Güneş biraz daha geç battı bugün.
Gündüzler uzuyor, ısındıkça havalar.
Isınan cisimlerin genleşmesi gibi .
Ayakkabı boyacılarıyla ünlü kentin, tekmil boyacıları boya sandıklarını son kez yoklayıp
eksiklerini tamamladılar.
Yelkenli marka cilâ kutularını sıkıca kapattılar.
Çocuklar...
Yurtlu çocuklar...
Kimsesiz,anasız babasız çocuklar.
Topluca ders odalarından çıktılar.
Ders çalıştılar.
Şakalaştılar,gülüştüler bir saat boyunca.
Nöbetçi öğretmen, sessizliği sağlamak için bağırdı, azarladı onları zaman zaman...
Mektup yazdı kimisi,kimisi defterinde kuruttuğu gülü kokladı.
Şiir yazanlar oldu özlemli, yarınlara...
Sevgiliye iki satır mektuplar yazıldı,kenarları çiçekli.
Sıcacık ana kucağı özleyenler oldu.
Yatma zamanı gelmişti şimdi...
Önceki her gece gibi ellerini,ayaklarını yıkayıp yattılar.
Grup grup ayrıldıkları odalarına çekilmişlerdi.
Bahar geceleri kendini sıcağa vurmuştu,kış ayazı yerine.
Kışlık yorganlar ağır geliyordu artık.
Çocuklar uyumadan önce her zamanki gibi olağan zıpırlıklarını yaptılar.
Güreştiler.
Yastıkları birbirlerine atıp yastık savaşı yaptılar.

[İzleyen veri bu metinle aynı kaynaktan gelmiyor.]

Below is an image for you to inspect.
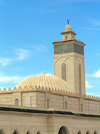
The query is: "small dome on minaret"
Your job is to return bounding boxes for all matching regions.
[65,25,72,32]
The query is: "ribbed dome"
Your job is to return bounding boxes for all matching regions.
[16,73,68,90]
[65,25,72,32]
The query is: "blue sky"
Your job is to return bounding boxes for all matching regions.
[0,0,100,96]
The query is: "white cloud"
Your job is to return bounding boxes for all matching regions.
[85,81,93,89]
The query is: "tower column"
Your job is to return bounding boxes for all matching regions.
[52,25,85,94]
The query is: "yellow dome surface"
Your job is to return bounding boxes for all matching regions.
[16,73,68,91]
[65,25,72,32]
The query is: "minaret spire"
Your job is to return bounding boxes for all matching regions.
[67,19,70,24]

Güçlü olanlar, küçüklerine kirli çoraplarını yıkattılar.
Sürgit kurallar sürdü gitti.
Nedim öğretmen,bir hortuma geçirdiği kızılcık sopasını tüm yatak odalarının kapısına üçer
kez vurdu.
Tüm çocuklar sustular.
Sustular,çünkü hortumlu kızılcık, dördüncü kez yeni tıraşlı başlarına inebilirdi.
Nöbet odasına inmeden önce üçüncü kattaki tüm lambaları söndürdü Nedim öğretmen.

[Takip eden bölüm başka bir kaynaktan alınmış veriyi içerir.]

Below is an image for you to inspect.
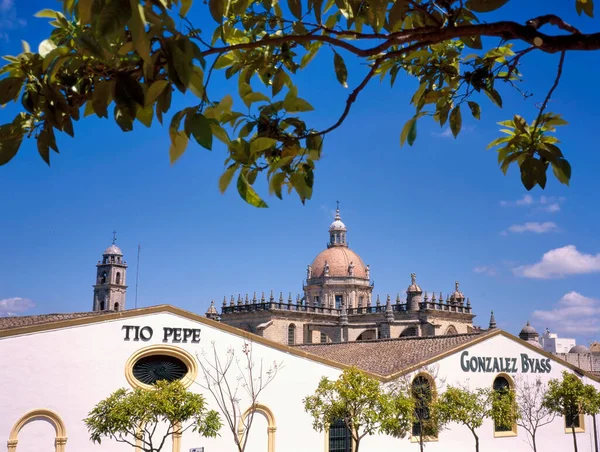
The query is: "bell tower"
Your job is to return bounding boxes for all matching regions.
[92,231,127,311]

Aralarında fısıldaşanlar da günün yorgunluğuyla bir süre sonra uyudular.
Nöbetçi öğretmen, gececi Mümin amcayı denetledikten sonra nöbet odasına geçti.
Koltuğa uzandı.
Cep radyosunu kulağına dayadı.
“Keşke o denli hızlı vurmasaydım.”diye düşündü.
Konuşma uyarılarına uymakta geç kalınca çocuğa okkalı bir tokat patlatmıştı.

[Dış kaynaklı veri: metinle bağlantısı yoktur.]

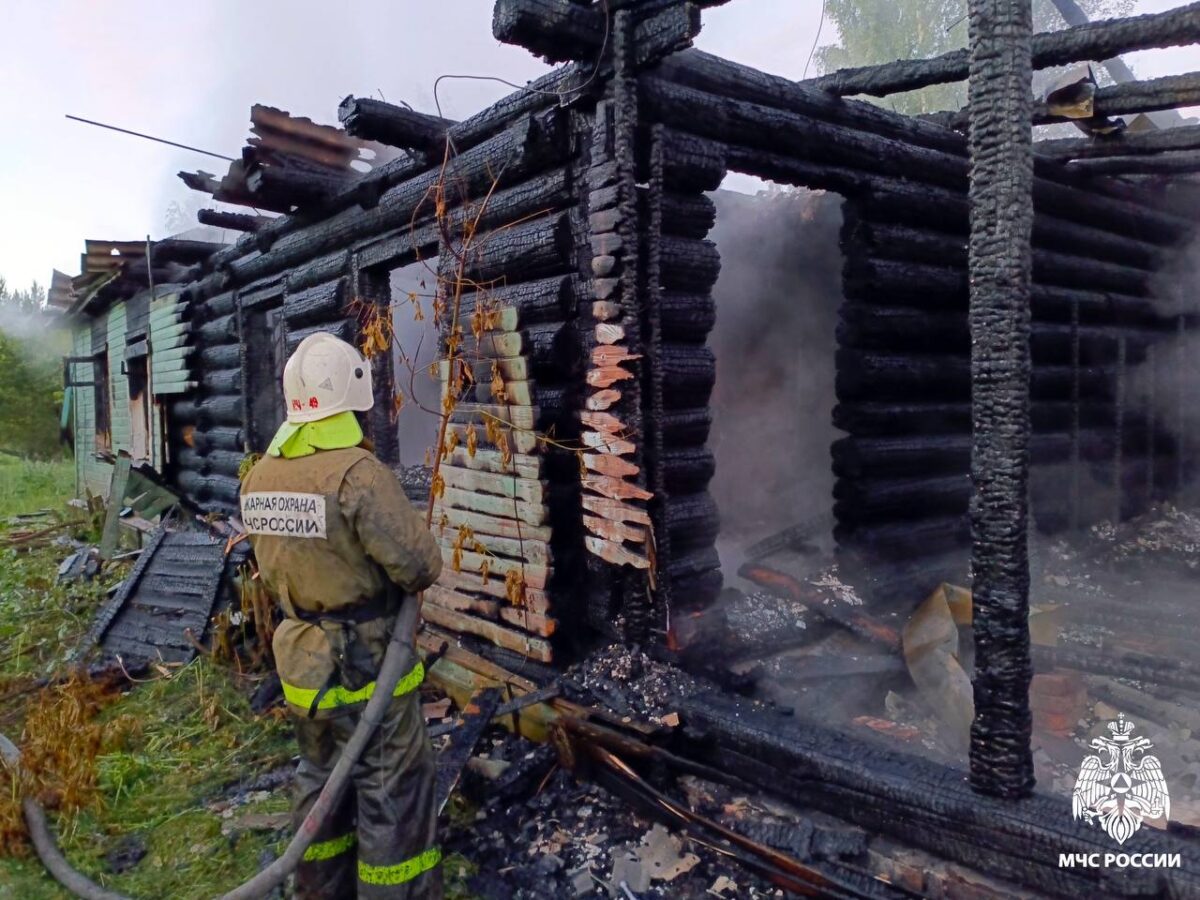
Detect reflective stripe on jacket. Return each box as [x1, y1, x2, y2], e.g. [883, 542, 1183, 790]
[280, 662, 425, 713]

“Masaya çarpmasaydı burnu kanamayacaktı.”dedi.
Bu düşünce onu biraz rahatlatır gibi oldu.
Suçunun bir bölümünü masaya yüklemişti ya.
Yine de, onlarca kez pişmanlık duymuş olsa da,bu kez yine sinirlerine direnememesine kızdı.
“Fiziksel ceza kesinlikle yok.” demişti yuva müdürü,göreve başladığı ilk gün...
Müdürün sözleri yüzlerce kez çınladı kulağında.
Vicdanını hiçbir şey rahatlatmıyordu.
Gözyaşları,burnundan süzülen kana karışmış çocuğun yüzü yapıştı belleğine.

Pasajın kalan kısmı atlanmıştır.